Believe it or not, Trump now faces a growing digital content disadvantage against his Democratic presumptive nominee, Hillary Clinton. That's right, the candidate who destroyed several GOP presidential candidates with a few Tweets is close to losing his edge in the general election.
On Tuesday, a hundred digital content creators came together in Los Angeles to take a giant selfie with Clinton. Voters might ask, why do I care about a stupid selfie? Give me substance on policy and tell me how you will create jobs.
But the Clinton digital team marketed this content flawlessly by bringing together influencers from social media to help spread her message directly to their fan base.
Most people who follow Trump on Twitter have likely already bought into his message, so he's not influencing or shaping the message with undecided voters who he needs to reach to win. But with only one selfie, Clinton inspired influential content creators to promote her message to their fan base. She effectively leveraged others to spread her message, unlike Trump who can only leverage himself.
One content creator in that giant selfie was YouTube star Swoozie, who has 4.3 million followers. Another content creator, Jordyn Woods has 1.3 million followers on Instagram. Sure, Swoozie and Woods combined have a little over half the followers that Trump has on Twitter, but their platform is reaching the undecided voters.
But Clinton's new deputy digital director, Matt Compton, took this content marketing strategy to a higher level of influence when he combined this digital content strategy with PR. People Magazine ended up covering the story on this giant selfie. Who reads People? I'm not a student of their demographics, but I would bet a large percentage of People's readers are undecided women from all over the country - a coveted group both Clinton and Trump must win over. And what did those undecided voters hear in that People Magazine article?
They heard a soft sell directly from the candidate.

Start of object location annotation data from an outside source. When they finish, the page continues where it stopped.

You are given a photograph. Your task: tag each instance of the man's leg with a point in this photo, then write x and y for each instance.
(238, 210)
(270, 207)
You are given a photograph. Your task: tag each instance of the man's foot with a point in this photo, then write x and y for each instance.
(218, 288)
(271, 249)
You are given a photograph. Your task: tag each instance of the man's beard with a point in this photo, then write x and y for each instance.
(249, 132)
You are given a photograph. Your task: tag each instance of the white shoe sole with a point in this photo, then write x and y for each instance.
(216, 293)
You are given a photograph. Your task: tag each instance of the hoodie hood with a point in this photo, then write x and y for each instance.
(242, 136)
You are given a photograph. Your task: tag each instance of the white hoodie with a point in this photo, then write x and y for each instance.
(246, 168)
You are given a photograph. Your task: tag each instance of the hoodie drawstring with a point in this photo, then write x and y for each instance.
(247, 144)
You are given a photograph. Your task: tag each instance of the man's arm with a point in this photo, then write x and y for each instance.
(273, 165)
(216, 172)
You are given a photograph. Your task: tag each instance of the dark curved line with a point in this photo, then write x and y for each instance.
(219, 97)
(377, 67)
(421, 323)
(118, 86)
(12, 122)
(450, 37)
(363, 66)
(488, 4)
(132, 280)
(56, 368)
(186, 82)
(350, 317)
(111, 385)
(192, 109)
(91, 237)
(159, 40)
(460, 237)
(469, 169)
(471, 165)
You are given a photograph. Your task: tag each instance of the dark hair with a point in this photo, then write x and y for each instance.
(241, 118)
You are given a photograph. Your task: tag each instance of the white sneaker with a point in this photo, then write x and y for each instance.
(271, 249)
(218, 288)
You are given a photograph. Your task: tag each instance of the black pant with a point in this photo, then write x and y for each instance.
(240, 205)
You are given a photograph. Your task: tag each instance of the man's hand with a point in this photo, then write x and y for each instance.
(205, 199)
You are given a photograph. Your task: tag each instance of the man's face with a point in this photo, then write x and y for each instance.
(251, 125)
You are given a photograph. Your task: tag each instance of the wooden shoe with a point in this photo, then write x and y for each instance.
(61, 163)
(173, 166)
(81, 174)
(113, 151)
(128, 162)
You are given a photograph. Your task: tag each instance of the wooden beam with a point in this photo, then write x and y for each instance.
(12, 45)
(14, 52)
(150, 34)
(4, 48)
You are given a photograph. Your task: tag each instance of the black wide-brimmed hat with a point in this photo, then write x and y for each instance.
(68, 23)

"I am sympathetic to a lot of the people attracted by Trump's message who are feeling really left out and left behind," Clinton told People. "They have lost faith in their government, in the economy, certainly in politics and most other institutions. They don't know how they're going to create a better future for themselves. I'm not only sympathetic, I'm looking for solutions."
Clinton is also doing a fairly good job of leveraging her different social media accounts to reach Millennials. She used Twitter last year to announce her new Snapchat account and is posting photos on Pinterest to motivate her followers from different targeted demographics. Trump isn't even on Snapchat yet.
Most of Trump followers are on Twitter, and Clinton is even targeting his supporters with direct Tweets that call out the mogul's hypocrisy. Clinton has pointed out on Twitter how Trump has outsourced his own apparel line to Bangladesh even as outsourcing is a crucial part of his campaign platform.
She's even been snarky on Twitter with direct pokes at Trump.
Today's consumer and voter is fragmented. It's more difficult to reach a large swath of voters or consumers through only one channel. The best content marketers understand that brands and politicians need to leverage multiple channels through digital media.